Need for social validation: Consumers in these regions tend to make purchases based on peer recommendations. This is more evident in the fashion, beauty and personal care segments and home decor and home appliances space that include a wide variety of products.
Price sensitiveness: Shoppers from these locations prefer to purchase low-to-mid-priced products instead of premium ranges. Due to lower spending power and the lack of trust in online brands, they choose to make their large-ticket purchases offline.
To acquire digital shoppers from Tier 2 and Tier 3 markets, it is crucial to develop a marketing strategy that will address these concerns and more.
Rebba thought social commerce could play a significant role in bringing these consumers to the conversion funnel. “Essentially, trust is the key to overcoming the concerns a consumer (from these regions) may have. But social commerce can leverage regular users with social influence as product promoters to build trust in a brand,” he said.
How To Use Social Commerce To Increase Reach
The Trell founder suggested that vernacular video-based social media has the highest potential to drive brand growth through customer acquisition.
“According to our research, 325 Mn online users watch video content online for two-three hours on an average day. Among them, 73% consume video content in vernacular languages. The audience on those video platforms are primed for social commerce,” said Rebba.
Brands must look out for these four levers while building a social commerce platform on their own or partnering with a third-party platform.
Simplified order placement: An essential feature of social commerce is building an engaging shopping experience. Ideally, such a platform should allow a user to select the product, add a delivery address and make payment from the platform itself. If a customer has to leave the platform to complete a purchase, it may result in higher cart abandonment as it involves too many steps.
Engaging social experience: The social element is an essential part of experience building for users. A platform without new content and regular updates cannot boost footfall to make social commerce viable. Citing Trell, Rebba said that due to its easy-to-consume short video format, the platform witnesses more than 60 Mn monthly active users who spend an average of 40 min a day on the platform.

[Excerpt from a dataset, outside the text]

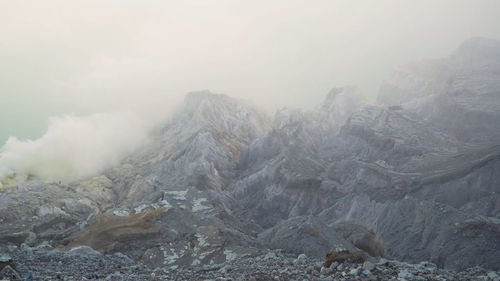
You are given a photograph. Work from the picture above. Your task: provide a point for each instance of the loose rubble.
(274, 265)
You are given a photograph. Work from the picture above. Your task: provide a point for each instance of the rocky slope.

Awareness drive: Social commerce also provides a unique opportunity to generate better product awareness in an interactive manner. In fact, brands should not be limited by content format or language barriers. For instance, Trell’s short video format allows micro-influencers to develop creative videos in regional languages to help users gain better product clarity.
Peer validation: Finally, social commerce helps create personalised product promotion as users are more likely to buy the recommendation of someone similar to them. For instance, a consumer will be more willing to buy a T-shirt suggested by someone with a similar body type.

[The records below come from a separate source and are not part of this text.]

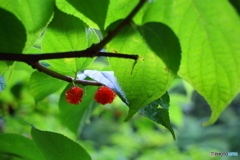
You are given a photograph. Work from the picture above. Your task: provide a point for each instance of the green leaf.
(42, 85)
(159, 114)
(119, 9)
(210, 46)
(95, 10)
(33, 14)
(12, 34)
(56, 146)
(66, 7)
(68, 33)
(108, 79)
(75, 116)
(2, 83)
(150, 77)
(16, 146)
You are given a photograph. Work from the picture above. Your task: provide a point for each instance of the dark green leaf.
(208, 31)
(158, 111)
(34, 15)
(42, 85)
(2, 83)
(13, 36)
(16, 146)
(159, 36)
(75, 116)
(151, 76)
(54, 146)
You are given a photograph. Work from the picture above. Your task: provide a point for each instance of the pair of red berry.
(103, 95)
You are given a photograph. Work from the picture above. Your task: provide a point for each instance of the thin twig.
(57, 75)
(73, 54)
(33, 59)
(114, 32)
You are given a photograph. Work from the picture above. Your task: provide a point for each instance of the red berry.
(74, 95)
(104, 95)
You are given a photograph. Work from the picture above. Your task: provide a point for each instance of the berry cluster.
(74, 95)
(103, 95)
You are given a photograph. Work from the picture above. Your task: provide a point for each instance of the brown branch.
(57, 75)
(114, 32)
(33, 59)
(74, 54)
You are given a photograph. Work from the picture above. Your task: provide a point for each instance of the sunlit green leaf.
(151, 76)
(108, 79)
(16, 146)
(120, 9)
(209, 35)
(68, 33)
(95, 10)
(66, 7)
(42, 85)
(158, 112)
(33, 14)
(54, 146)
(75, 116)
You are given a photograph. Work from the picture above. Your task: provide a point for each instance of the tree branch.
(74, 54)
(40, 68)
(114, 32)
(33, 59)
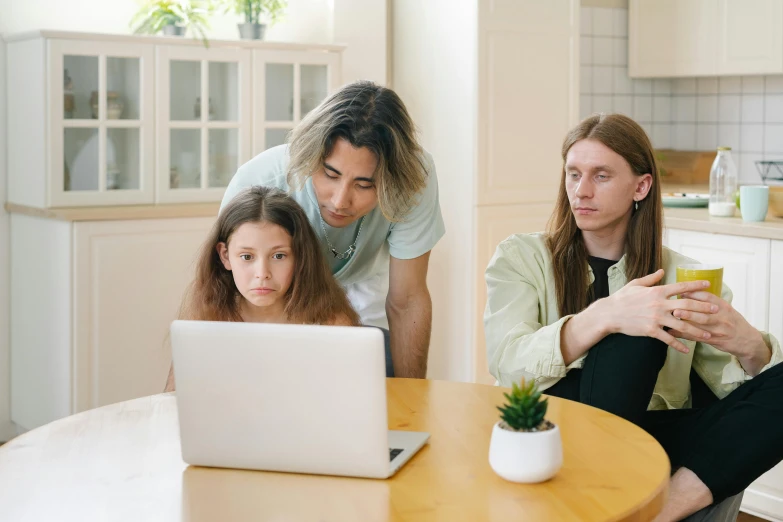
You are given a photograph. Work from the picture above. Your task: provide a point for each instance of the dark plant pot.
(251, 31)
(173, 30)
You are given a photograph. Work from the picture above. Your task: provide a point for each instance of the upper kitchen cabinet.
(203, 120)
(293, 83)
(103, 120)
(670, 38)
(80, 119)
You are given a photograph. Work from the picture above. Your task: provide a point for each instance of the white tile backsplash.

Apart from these benefits around conversion and retention, a brand also gets the opportunity to improve its visibility and reduce customer acquisition costs by just being present on the platform frequented by customers.
To highlight the impact of social commerce, Rebba shared the case study of Bombay Shaving Company. After running a 14-day promotional campaign for its DeTan kit on Trell, the men’s grooming startup clocked 9 Mn video views, more than 2.5% of the clickthrough rate and a 5x spike in product page views. (Clickthrough rate, or CTR, measures an ad’s success in grabbing viewers’ attention.)
“Social commerce is not just a concept. It is the way users are going to shop in the future. Today, 7% of the entire ecommerce GMV comes from social commerce platforms, and by 2025, it will reach 15-20%. It also gives brands a unique opportunity to tell their stories through regular users and build a sizeable and loyal customer base,” concluded Rebba.